Last week, the Alberta Union of Provincial Employees published an update on contract negotiations between their members working at the Riverbend Retirement Residence in Edmonton and Revera, the Ontario-based corporation that owns the facility.
The workers, which belong to local 47 and include licensed practical nurses and health care aides, have been without a contract since their previous one expired at the end of December 2020.
Negotiations have been very slow, including the employer switching out the members of their bargaining team multiple times.
The employer has asked the workers to enter into a 3-year contract, with a 5¢ an hour increase to shift premiums and a 4.75% wage increase over the entire term of their contract, which would expire at the end of this year anyhow, if accepted.
Currently, the weeknight shift premiums agreed to back in 2018 range from $2.00 to $2.50 an hour, and the weekend shift premiums range from $2.00 to $4.000 an hour, depending on the worker’s role.

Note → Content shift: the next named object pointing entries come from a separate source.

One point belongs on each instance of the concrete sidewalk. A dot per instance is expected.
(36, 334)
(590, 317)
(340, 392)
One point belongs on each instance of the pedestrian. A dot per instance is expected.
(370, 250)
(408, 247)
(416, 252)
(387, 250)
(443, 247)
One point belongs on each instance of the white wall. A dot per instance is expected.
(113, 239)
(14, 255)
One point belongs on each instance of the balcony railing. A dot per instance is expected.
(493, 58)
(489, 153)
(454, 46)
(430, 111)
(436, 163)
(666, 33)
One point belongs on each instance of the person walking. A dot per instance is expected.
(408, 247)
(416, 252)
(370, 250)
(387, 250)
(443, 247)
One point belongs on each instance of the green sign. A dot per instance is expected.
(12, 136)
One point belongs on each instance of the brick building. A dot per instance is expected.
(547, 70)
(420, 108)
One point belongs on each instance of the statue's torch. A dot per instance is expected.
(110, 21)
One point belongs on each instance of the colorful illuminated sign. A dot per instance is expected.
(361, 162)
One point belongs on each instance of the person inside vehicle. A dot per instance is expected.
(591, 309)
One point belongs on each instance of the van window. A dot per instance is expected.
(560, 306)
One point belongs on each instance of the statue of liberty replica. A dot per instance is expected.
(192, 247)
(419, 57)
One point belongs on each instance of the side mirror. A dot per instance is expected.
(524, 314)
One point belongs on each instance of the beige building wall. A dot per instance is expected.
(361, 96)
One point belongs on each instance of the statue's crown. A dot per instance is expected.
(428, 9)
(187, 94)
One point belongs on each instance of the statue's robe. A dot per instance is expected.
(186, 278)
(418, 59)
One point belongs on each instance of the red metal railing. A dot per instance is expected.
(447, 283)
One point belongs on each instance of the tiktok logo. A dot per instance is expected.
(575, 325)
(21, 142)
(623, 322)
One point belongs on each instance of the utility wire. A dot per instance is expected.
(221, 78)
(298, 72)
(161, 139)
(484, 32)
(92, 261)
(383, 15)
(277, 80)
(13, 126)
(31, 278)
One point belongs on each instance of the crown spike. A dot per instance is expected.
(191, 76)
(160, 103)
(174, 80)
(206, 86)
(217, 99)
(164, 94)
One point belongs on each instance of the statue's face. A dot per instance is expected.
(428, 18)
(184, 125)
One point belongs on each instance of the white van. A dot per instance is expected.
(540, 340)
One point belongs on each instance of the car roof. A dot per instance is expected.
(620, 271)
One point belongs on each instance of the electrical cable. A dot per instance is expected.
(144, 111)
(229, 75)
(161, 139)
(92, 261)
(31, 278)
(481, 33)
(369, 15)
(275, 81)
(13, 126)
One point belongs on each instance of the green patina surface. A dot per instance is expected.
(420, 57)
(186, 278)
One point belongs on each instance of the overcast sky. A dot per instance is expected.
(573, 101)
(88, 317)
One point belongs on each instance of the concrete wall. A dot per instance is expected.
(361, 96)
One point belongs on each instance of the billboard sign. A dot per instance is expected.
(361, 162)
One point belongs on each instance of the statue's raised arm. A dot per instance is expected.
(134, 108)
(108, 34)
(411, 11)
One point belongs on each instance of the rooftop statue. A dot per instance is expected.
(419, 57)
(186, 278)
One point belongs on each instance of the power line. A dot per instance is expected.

Spread out over 3 years, the proposed 4.75% wage increase would average out to 1.58% per year. Inflation in Alberta last year was 6% and 4.8% in 2021. This proposal wouldn’t even be enough to cover the inflation for the first year of the contract, let alone inflation last year and this year.
The workers’ bargaining team countered, asking for a 25¢ an hour increase to shift premiums. They also want a 4-year contract instead of a 3-year one, and asked for a 7.5% wage increase during that same period.
While 7.5% seems way more significant than the 4.75% proposed by Revera, the fact that it’s for an additional year means that it averages out to just 1.88% a year, barely more than what Revera asked for. Like the employer’s proposal, this one will be insufficient for workers to be able to deal with inflation over the last two years, in addition to inflation this year and in 2024.
However, the worker’s bargaining team also proposed raising the floor on wages for several positions.
According to AUPE, dietary aides, companions, activities aides, and receptionists start out at only minimum wage and then move up to between $16.98 and $17.60 after probation. The bargaining team has proposed to bump the starting wage to $15.88, which is what dishwashers start out with. They also want post-probation pay for all the positions to rise to $17.60, rather than just for companions.
Revera agreed with the workers that dietary aides, companions, activities aides, and receptionists shouldn’t be paid less than dishwashers.
However, instead of agreeing to the wage increases, they apparently suggested lowering the wages of dishwashers, claiming dishwashers are “overvalued”.